What changed
The scheme now includes 6 new tariff lines under ITC(HS) and textiles, plus 101 additional tariff lines in engineering goods (beyond the earlier 134 lines). The subvention period remains April 1, 2013 to March 31, 2014, with all other terms unchanged from the January 14, 2013 circular.
What it means for you
Banks must update their export credit processing systems to identify and apply the 2% subvention to the newly covered tariff lines. This widens the pool of eligible exporters, potentially increasing demand for pre- and post-shipment rupee export credit. Lenders should ensure accurate reporting and claim submission to avoid compliance gaps.
What you must do
- Update internal systems to flag the new tariff lines (6 textile and 101 engineering) for interest subvention eligibility.
- Train credit officers on the expanded list to correctly apply the 2% subvention from April 1, 2013.

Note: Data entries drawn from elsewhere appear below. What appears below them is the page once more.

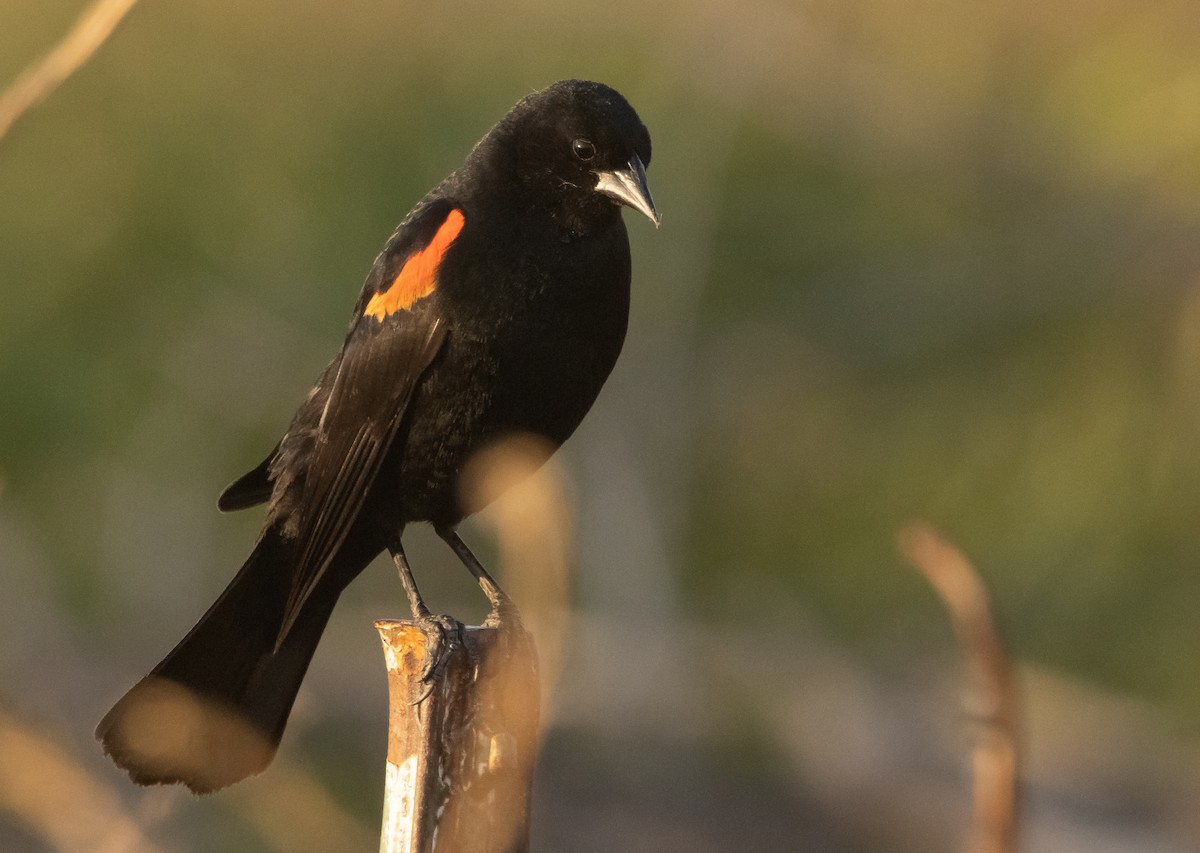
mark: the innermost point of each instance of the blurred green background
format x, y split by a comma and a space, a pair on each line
935, 259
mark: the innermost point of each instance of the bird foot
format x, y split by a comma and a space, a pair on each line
442, 635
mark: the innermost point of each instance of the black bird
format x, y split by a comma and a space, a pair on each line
498, 306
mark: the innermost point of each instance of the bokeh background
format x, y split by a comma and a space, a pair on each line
936, 259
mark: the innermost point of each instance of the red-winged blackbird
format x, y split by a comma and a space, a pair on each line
498, 306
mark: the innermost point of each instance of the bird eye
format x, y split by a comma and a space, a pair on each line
583, 149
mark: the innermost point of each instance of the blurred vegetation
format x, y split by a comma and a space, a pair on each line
934, 259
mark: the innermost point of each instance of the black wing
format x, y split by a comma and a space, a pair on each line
395, 336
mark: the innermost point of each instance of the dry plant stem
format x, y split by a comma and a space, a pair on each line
93, 28
995, 755
460, 762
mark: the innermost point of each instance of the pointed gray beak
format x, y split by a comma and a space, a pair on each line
628, 186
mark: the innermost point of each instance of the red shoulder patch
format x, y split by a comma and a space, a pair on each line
419, 275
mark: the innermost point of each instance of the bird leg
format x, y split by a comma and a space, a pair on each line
441, 631
504, 612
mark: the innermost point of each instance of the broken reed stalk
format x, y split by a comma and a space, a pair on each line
460, 760
994, 690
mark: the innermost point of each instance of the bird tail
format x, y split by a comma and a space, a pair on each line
214, 710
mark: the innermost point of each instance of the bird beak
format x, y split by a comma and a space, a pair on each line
628, 186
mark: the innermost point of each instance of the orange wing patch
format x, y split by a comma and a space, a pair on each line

- Review existing export credit portfolios to identify any accounts that now qualify under the widened coverage.
- Ensure timely submission of subvention claims to RBI as per existing procedures.
Who it affects
All scheduled commercial banks (excluding RRBs), Exim Bank, Exporters in textile and engineering goods sectors
What is the interest subvention rate and period?
The subvention is 2% per annum on pre- and post-shipment rupee export credit, effective from April 1, 2013 to March 31, 2014, for the newly added sectors.
Which sectors are newly covered?
Six tariff lines under ITC(HS) and textiles, and 101 additional tariff lines in engineering goods (on top of the existing 134 lines).
Do the terms and conditions change from the earlier circular?
No. All other terms and conditions remain the same as those outlined in the January 14, 2013 circular.